Good morning. I'm a new follower and I found you through vb. What a touching post. I remember when I had that same day, dropping my daughter off for kindergarten for the first time. This year, she graduates from college. I'll probably cry just as much as I did that first day of kindergarten.

Great Beauty Buys said...

I wish I could give you a hug. I remember that first day of kindergarten with both of my kids. They were fine, I was not. Just wait until they graduate from kindergarten. I was sitting in the audience and tears were streaming down my face. I'm am a new follower from VB. I'm looking forward to reading more of your posts.

Dayna

Mandi said...

@Sandy - Thanks so much! You've got a little one, treasure those 3.5 years, they go amazingly quick!

@Angie - Thanks, and following.

@Spilled Milkshake - Thanks for your support! I am working on a post today for the recap of her week. Exciting stuff, this kindergarten!

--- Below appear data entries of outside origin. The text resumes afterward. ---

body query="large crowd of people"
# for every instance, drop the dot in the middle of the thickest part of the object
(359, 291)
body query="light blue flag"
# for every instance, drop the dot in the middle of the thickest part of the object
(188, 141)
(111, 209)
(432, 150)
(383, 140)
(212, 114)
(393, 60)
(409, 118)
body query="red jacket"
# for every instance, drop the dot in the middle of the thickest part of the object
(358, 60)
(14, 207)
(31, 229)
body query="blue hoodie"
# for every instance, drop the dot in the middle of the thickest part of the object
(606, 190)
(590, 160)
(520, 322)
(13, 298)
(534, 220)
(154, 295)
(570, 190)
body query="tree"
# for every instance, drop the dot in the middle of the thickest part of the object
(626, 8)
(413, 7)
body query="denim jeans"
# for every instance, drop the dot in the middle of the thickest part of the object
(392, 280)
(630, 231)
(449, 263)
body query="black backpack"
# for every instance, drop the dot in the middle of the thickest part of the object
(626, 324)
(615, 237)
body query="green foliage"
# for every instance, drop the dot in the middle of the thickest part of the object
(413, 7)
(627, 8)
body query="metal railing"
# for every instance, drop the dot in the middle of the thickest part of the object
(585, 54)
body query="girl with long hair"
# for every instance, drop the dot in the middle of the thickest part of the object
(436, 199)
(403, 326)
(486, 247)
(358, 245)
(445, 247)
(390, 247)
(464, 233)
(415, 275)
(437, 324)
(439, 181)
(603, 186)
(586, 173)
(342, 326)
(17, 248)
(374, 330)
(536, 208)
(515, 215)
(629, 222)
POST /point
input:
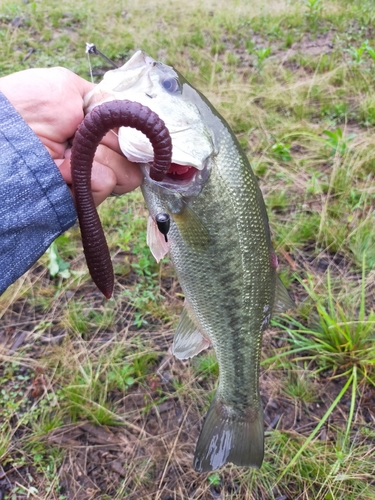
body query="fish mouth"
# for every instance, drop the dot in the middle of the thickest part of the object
(184, 179)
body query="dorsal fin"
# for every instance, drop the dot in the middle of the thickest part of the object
(283, 301)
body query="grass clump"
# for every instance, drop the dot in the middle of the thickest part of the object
(295, 82)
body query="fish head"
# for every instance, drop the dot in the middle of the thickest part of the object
(167, 93)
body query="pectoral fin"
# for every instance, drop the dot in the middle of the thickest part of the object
(283, 302)
(188, 341)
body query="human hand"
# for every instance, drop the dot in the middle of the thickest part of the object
(51, 102)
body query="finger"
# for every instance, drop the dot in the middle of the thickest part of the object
(111, 140)
(103, 179)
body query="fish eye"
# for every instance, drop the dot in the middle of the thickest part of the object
(171, 85)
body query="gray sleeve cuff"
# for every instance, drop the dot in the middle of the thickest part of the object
(35, 203)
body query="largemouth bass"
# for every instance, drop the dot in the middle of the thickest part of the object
(219, 242)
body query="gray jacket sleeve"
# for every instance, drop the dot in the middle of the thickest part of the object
(35, 203)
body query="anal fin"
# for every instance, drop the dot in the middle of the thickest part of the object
(283, 301)
(230, 436)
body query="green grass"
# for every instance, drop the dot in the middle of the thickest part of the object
(295, 80)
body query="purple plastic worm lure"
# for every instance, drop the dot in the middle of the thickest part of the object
(92, 129)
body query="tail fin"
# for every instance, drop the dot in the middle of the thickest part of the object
(230, 436)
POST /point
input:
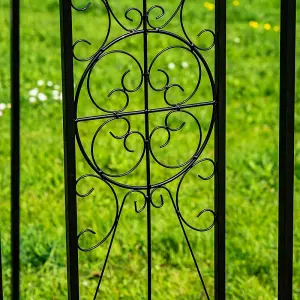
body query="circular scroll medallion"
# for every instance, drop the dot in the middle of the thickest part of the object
(120, 113)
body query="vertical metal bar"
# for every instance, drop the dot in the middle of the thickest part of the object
(148, 172)
(69, 147)
(286, 148)
(220, 147)
(15, 147)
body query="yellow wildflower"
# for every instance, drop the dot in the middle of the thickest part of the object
(209, 6)
(267, 26)
(253, 24)
(276, 28)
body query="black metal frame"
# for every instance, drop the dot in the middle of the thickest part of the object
(71, 133)
(15, 147)
(144, 27)
(286, 148)
(220, 148)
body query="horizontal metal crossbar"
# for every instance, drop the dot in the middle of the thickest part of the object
(140, 112)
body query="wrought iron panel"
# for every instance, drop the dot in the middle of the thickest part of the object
(143, 21)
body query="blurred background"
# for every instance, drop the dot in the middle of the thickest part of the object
(252, 154)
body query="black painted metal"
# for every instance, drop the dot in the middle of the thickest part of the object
(144, 28)
(286, 149)
(69, 148)
(15, 147)
(220, 148)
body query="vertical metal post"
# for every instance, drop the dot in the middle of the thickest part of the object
(220, 147)
(15, 147)
(69, 147)
(147, 135)
(286, 148)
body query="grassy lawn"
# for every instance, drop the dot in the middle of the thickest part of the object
(252, 156)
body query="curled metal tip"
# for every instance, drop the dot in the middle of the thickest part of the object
(82, 8)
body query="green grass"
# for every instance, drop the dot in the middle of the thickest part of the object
(252, 160)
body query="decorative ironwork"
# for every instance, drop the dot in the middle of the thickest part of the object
(143, 25)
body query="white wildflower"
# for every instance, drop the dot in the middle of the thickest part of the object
(55, 93)
(237, 40)
(42, 97)
(185, 64)
(85, 283)
(34, 92)
(32, 99)
(171, 66)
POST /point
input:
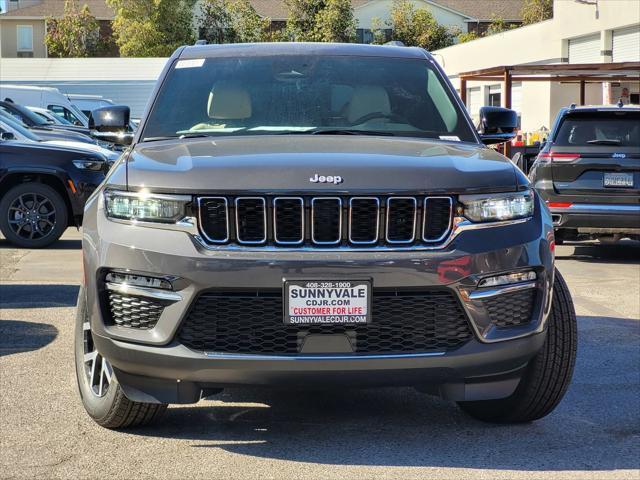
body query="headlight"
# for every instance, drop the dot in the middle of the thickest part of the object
(92, 164)
(497, 206)
(145, 206)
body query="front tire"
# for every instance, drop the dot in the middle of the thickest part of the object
(33, 215)
(547, 375)
(101, 394)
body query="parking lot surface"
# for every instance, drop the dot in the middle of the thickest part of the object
(393, 434)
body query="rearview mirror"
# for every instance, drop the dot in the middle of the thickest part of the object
(497, 125)
(110, 124)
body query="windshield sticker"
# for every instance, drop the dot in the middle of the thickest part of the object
(192, 63)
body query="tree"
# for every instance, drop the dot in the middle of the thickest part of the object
(247, 25)
(75, 34)
(498, 25)
(418, 27)
(152, 28)
(335, 22)
(378, 31)
(301, 19)
(320, 21)
(215, 21)
(224, 21)
(534, 11)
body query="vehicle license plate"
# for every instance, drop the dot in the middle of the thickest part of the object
(618, 180)
(322, 302)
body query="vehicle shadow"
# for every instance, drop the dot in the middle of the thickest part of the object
(63, 244)
(596, 426)
(38, 296)
(623, 252)
(18, 336)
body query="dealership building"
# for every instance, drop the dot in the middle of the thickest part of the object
(580, 33)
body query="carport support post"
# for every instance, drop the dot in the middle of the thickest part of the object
(463, 90)
(506, 103)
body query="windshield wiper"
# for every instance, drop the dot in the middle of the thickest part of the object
(157, 139)
(171, 137)
(337, 131)
(604, 141)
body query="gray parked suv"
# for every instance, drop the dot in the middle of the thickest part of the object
(317, 216)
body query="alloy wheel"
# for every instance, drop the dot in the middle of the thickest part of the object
(97, 369)
(32, 216)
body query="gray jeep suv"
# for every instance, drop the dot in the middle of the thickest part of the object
(315, 216)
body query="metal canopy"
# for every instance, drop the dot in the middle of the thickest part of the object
(597, 72)
(581, 73)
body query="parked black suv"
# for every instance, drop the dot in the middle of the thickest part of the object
(588, 172)
(43, 187)
(318, 215)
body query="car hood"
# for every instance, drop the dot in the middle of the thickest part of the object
(108, 154)
(287, 163)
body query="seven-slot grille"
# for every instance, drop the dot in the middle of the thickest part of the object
(356, 221)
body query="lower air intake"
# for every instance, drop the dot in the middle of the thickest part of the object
(252, 323)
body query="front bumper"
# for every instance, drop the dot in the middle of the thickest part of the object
(598, 218)
(152, 366)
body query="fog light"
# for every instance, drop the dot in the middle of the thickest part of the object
(507, 279)
(138, 280)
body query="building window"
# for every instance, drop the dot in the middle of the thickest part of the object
(25, 38)
(494, 97)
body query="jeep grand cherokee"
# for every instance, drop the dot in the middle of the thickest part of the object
(318, 216)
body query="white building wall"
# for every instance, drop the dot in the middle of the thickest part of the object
(126, 81)
(544, 43)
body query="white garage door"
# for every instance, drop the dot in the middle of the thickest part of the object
(585, 49)
(626, 44)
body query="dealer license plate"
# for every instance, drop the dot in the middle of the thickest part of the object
(322, 302)
(618, 179)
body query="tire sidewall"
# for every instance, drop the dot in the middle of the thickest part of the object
(96, 407)
(56, 199)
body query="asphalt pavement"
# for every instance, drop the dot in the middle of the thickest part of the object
(360, 434)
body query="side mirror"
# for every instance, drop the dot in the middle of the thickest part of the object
(497, 125)
(110, 124)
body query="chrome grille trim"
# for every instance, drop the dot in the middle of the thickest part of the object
(275, 221)
(264, 221)
(313, 238)
(388, 216)
(355, 224)
(226, 210)
(360, 242)
(424, 219)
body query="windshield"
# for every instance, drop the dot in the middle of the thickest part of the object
(305, 94)
(600, 128)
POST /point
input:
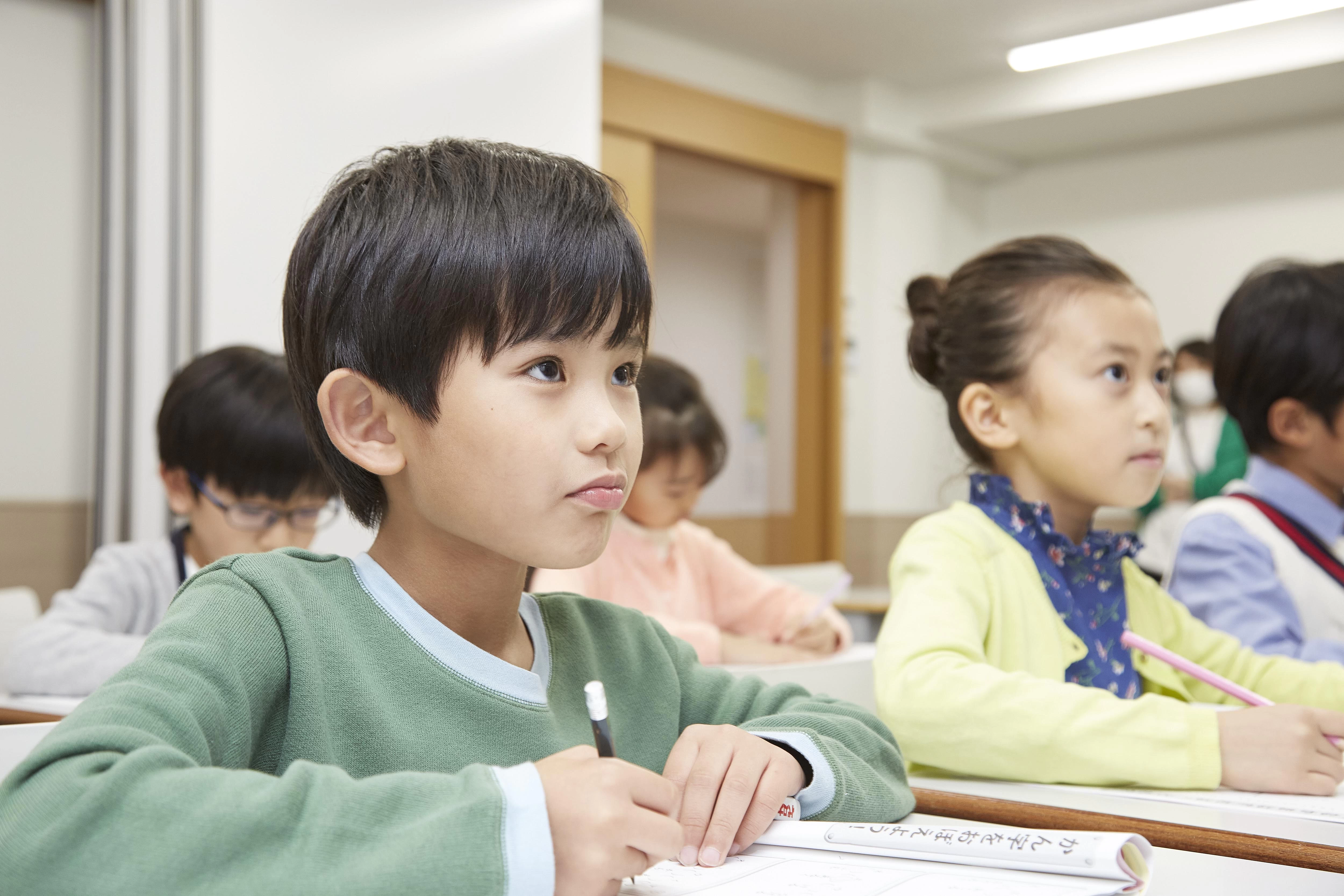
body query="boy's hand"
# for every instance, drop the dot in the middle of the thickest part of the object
(736, 648)
(1281, 750)
(609, 820)
(732, 788)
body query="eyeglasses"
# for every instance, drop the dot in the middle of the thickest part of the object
(256, 518)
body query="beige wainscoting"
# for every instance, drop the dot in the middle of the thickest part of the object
(869, 541)
(760, 539)
(44, 545)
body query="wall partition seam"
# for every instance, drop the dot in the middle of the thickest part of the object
(111, 471)
(148, 320)
(105, 123)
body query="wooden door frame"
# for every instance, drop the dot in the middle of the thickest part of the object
(639, 115)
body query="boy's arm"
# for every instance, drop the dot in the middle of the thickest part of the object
(857, 772)
(749, 601)
(88, 633)
(1228, 580)
(956, 711)
(1229, 463)
(155, 766)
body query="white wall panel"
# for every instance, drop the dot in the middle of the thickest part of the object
(48, 238)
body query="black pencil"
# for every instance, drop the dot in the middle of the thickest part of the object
(595, 695)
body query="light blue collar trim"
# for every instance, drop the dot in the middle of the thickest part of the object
(453, 651)
(1296, 499)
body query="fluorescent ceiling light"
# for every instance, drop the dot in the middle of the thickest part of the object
(1159, 31)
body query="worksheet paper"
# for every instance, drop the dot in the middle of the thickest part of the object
(1289, 805)
(838, 859)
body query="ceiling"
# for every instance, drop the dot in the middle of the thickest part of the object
(910, 44)
(953, 93)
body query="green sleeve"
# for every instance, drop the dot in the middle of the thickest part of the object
(865, 774)
(1229, 463)
(158, 784)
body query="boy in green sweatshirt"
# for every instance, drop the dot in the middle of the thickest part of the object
(464, 324)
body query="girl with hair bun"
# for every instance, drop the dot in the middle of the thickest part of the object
(1000, 655)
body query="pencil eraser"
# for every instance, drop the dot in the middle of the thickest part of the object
(596, 698)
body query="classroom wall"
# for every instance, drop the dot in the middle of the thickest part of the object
(294, 91)
(1186, 221)
(48, 217)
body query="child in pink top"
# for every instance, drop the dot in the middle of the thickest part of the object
(679, 573)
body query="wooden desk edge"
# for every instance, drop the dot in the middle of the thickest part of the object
(1159, 833)
(23, 716)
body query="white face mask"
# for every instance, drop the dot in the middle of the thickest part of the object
(1194, 389)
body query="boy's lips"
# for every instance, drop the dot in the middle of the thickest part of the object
(603, 494)
(1150, 459)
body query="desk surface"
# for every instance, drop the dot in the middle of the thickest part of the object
(1246, 823)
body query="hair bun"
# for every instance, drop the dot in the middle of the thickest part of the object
(925, 296)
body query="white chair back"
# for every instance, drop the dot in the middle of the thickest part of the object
(18, 608)
(18, 742)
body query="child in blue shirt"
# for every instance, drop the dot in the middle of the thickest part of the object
(1264, 561)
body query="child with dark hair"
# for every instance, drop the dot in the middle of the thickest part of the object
(679, 573)
(1207, 453)
(1000, 655)
(464, 323)
(1265, 562)
(238, 471)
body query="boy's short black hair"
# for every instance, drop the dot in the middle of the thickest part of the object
(1281, 335)
(1198, 348)
(230, 416)
(677, 416)
(420, 252)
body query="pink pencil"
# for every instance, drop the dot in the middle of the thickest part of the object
(1199, 672)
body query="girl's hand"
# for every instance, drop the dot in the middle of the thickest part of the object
(820, 636)
(1281, 750)
(1175, 490)
(736, 648)
(732, 788)
(609, 820)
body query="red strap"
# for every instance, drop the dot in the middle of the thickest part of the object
(1304, 539)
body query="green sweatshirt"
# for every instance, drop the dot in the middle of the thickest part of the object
(299, 724)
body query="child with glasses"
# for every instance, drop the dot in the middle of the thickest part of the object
(238, 472)
(466, 324)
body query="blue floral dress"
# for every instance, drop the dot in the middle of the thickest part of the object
(1084, 581)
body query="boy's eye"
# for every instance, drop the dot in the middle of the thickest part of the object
(548, 371)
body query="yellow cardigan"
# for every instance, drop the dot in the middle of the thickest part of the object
(971, 671)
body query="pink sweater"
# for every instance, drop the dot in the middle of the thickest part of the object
(693, 582)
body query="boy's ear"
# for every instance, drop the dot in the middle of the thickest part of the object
(983, 413)
(362, 421)
(1292, 424)
(182, 496)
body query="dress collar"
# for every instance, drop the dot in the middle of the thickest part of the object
(1033, 519)
(1296, 499)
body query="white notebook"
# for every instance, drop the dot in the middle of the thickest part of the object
(1289, 805)
(838, 859)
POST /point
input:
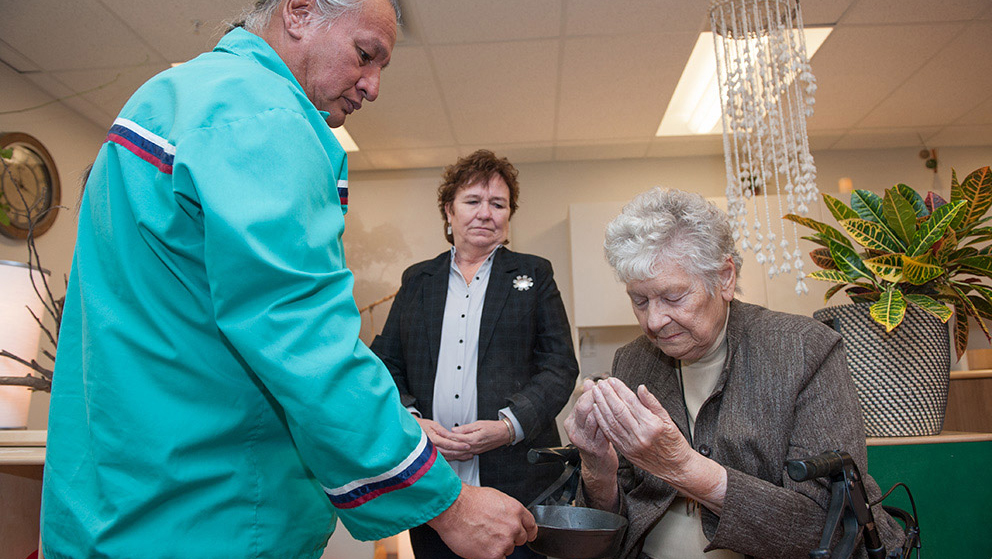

@Jenny - Thanks so much for your comment, it made me smile, and realize there's a lot more tearful moments to come. But even more happy ones!

@Lisa - Graduating college, congrats to your daughter! Yes, I think some tears are in order. :D

@Dayna - Thanks for following and the virtual hug! I am totally going to be that crier at kindergarten graduation!

Kim said...

What a touching post Mandi. Boy do I remember those days like they were yesterday. I had to leave Danny at the entrance of the school. Class was at the very end of the hall. Of course, he led the way and all the kiddies were following behind him. My heart aching the whole time but my brain saying "Danny...just keep going, don't turn around." Then another mom said, "God, please don't let that boy turn around." He did make it and Paul's & Jimmy's day was no easier. Harder than that was Jimmy's first day on the bus. His poor little knees were just shaking, he was so scared. I had to be brave and tell him it would be fine and pretend I didn't notice his knees. He survived and I went to the van to go to work. Yes, I sobbed something fierce and couldn't stop. So what did I do? Called my mom of course. Scared the heck out of her with all that sobbing but she calmed me down and I continued on. Thank God for mommies.